As @mdekker , I was considering AMP for my e-commerce site but soon realised that doing so would mean to AMP-everything, which goes against pretty much every other web technology out there.
Do you want to have your own amazing web content manager, an awesome menu and advanced e-commerce search (like Thirty-bees' Elastic Search Project)? You better forget about all of that. Nothing will work. NOTHING.

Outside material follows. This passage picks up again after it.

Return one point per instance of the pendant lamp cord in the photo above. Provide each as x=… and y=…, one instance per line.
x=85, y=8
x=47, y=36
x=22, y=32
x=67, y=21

I decided to take a different approach and optimize everything on my Thirty-bees store to reach a sub-second page load time, and optimize it even further for mobiles. I.e.:
Reduce the DOM size. Doing so will allow slower clients (such as mobiles) to render your Thirty-bees store faster
Reduce your amount of JS code. The JS code in Thirty-Bees is interpreted by the client (your visitor's device's browser) unless you decide to go with a server-side JS option such as Node.js. This is directly related with the previous point of the DOM size, since JavaScript has to traverse it.
Reduce the amount of fancy CSS animations and transitions. These give extra-load to the browser for rendering, compositing and painting everything on the screen. Since a mobile has a very limited amount of resources, this impacts directly on the website rendering performance.
Use a full-page cache option, Thirty-Bees has many of them in the Performance section.
And the list could go on and on and on, but I guess you get the idea.
I prefer to personalize my store with the technologies that I love. Google's AMP was against everything I've learned and loved about web development.